TEfits: Time-evolving model fits

Documented in TEbrm

#' Fit a time-evolving model with Stan using brms
#'
#' Formats and runs a \code{\link[brms]{brm}s} model for a time-evolving nonlinear regression.
#' This is the recommended way to fit models using \code{TEfits}.
#' Function is \strong{under development}
#' and is likely to change frequently.
#'
#' The variable of time should be positive and numeric, with the nonlinear model providing a regression as a
#' function of that time variable.
#'
#' The default number of iterations and chains is small, and intended largely for testing model specifications.
#' For final inferences from a model, it is highly recommended to run a model for many more iterations
#' (e.g., \code{iter=5000} or \code{iter=10000}).
#'
#' When specifying statistical families, it is \emph{extremely highly recommended} to specify an "identity" link function,
#' and then [if appropriate] specifying a link function using the \code{link_start_asym} argument. See example.
#'
#' Rates [time constants] are estimated on log scales. Within the exponent of the log estimation, the rates have an additive
#' offset corresponding to the median of the time variable; this allows the rate parameter priors and estimation to be zero-centered.
#'
#' Currently supported model constructor functions are:
#' \itemize{
#' \item{\code{\link{tef_change_expo3}} -- 3-parameter exponential (start, [inverse] rate, and asymptote) -- rate is log of time to some proportion remaining, default is \code{log2} of time to 50 percent remaining}
#' \item{\code{\link{tef_change_weibull}} -- 4-parameter weibull (start, [inverse] rate, asymptote, and shape) -- Augmented exponential function. Rate is log of time to some proportion remaining, default is \code{log2} of time to 50 percent remaining.
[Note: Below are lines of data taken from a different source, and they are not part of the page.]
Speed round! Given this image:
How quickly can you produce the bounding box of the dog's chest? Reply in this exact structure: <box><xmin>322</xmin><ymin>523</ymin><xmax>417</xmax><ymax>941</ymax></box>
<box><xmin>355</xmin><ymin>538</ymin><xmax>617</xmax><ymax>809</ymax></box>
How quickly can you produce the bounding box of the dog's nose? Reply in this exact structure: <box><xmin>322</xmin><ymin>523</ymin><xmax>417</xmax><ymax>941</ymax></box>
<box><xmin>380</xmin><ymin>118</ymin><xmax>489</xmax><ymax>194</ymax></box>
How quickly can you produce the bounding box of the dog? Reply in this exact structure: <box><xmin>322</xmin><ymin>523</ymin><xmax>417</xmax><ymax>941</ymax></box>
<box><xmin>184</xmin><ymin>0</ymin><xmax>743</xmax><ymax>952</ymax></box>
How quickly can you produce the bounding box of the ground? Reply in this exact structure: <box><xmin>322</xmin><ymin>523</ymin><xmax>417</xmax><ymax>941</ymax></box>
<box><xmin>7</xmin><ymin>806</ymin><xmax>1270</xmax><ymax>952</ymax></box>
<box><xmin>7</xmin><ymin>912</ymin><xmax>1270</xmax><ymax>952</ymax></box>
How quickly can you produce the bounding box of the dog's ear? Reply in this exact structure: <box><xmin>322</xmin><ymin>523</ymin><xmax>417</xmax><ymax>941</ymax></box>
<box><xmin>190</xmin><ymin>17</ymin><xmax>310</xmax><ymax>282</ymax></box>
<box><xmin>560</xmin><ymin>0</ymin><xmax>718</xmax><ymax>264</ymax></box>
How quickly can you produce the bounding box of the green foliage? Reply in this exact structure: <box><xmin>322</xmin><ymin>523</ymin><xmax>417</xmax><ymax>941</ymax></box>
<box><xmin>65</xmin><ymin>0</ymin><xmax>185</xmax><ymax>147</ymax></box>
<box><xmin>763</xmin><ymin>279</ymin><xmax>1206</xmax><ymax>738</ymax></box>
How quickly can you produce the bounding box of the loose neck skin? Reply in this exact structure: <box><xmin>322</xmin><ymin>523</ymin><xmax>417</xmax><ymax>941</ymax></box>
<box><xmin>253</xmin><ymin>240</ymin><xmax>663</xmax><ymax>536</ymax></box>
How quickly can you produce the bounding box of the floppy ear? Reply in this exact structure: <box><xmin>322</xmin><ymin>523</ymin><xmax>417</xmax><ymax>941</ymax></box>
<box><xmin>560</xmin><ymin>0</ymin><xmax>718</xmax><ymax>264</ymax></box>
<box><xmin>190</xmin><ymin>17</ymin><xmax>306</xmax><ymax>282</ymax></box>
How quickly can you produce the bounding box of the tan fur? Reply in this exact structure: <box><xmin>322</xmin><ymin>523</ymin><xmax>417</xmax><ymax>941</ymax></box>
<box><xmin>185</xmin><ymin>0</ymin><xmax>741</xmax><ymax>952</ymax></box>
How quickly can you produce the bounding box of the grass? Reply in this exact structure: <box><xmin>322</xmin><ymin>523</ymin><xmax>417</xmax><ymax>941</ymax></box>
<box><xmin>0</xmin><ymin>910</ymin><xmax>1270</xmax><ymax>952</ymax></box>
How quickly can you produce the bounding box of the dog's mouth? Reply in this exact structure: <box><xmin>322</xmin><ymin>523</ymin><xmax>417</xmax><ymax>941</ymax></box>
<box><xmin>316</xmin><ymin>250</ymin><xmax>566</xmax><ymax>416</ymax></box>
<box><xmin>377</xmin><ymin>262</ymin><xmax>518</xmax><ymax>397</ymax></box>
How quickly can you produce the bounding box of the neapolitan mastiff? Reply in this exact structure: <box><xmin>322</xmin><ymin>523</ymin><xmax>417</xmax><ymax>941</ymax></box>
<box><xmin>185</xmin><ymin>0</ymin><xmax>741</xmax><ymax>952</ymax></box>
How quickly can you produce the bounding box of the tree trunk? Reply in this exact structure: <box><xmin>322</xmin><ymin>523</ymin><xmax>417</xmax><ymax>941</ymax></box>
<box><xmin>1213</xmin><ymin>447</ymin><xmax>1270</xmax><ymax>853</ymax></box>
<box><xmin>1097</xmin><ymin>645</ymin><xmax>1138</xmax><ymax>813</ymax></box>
Shape indicates acceleration (>0) or deceleration (<0) of the hazard function (which is constant in an exponential function).}
#' \item{\code{\link{tef_change_power3}} -- 3-parameter power (start, [inverse] rate, and asymptote) -- rate is log of time to some proportion remaining, default is \code{log2} of time to 25 percent remaining, in order to have parameter ranges be similar to the 3-parameter exponential.}
#' \item{\code{\link{tef_change_power4}} -- 4-parameter power (start, [inverse] rate, asymptote, and "previous learning time") -- Augmented power function, with a "amount of previous learning time" parameter that is estimated on the same scale as \code{rate}. Rate is log of time to some proportion remaining, default is \code{log2} of time to 25 percent remaining, in order to have parameter ranges be similar to the 3-parameter exponential.}
#' }
#'
#' Currently supported link functions are:
#' \itemize{
#' \item{\code{\link{tef_link_logistic}} -- logistic psychometric function, parameterized in terms of threshold and bias. Takes the output of a \code{tef_change_} function and augments it before passing to \code{TEbrm}}
#' \item{\code{\link{tef_link_weibull}} -- weibull (AKA Quick) psychometric function, parameterized in terms of threshold and shape. Takes the output of a \code{tef_change_} function and augments it before passing to \code{TEbrm}}
#' }
#'
#' @note
#' Default priors and parameter boundaries are implemented, but all users would benefit from
#' re-fitting models with various different priors in order to ensure that inferences are not biased
#' by defaults. The assumptions that guided the creation of the default priors may not be
#' appropriate for your data. If no \code{link_start_asym} function is used (i.e., the default
#' 'identity') then start and asymptote priors are Gaussian, with the response variable's mean and double
#' the response variable's SD. If a \code{link_start_asym} function is used (e.g., 'exp' or
#' 'inv_logit') then start and asymptote priors are Gaussian with a mean of zero and a SD of 3 (which
#' may place quite a bit of the prior density at values more extreme than appropriate for many
#' users' data). Default [log time constant] rate parameter's prior is Gaussian centered at the
#' log of the mean of the time variable (with the base of the log defined in \code{tef_control_list}).
#' The SD of this prior is 1/3 of the mean, and boundaries are implemented at extreme values. All
#' other priors are \code{\link[brms]{brm}} defaults.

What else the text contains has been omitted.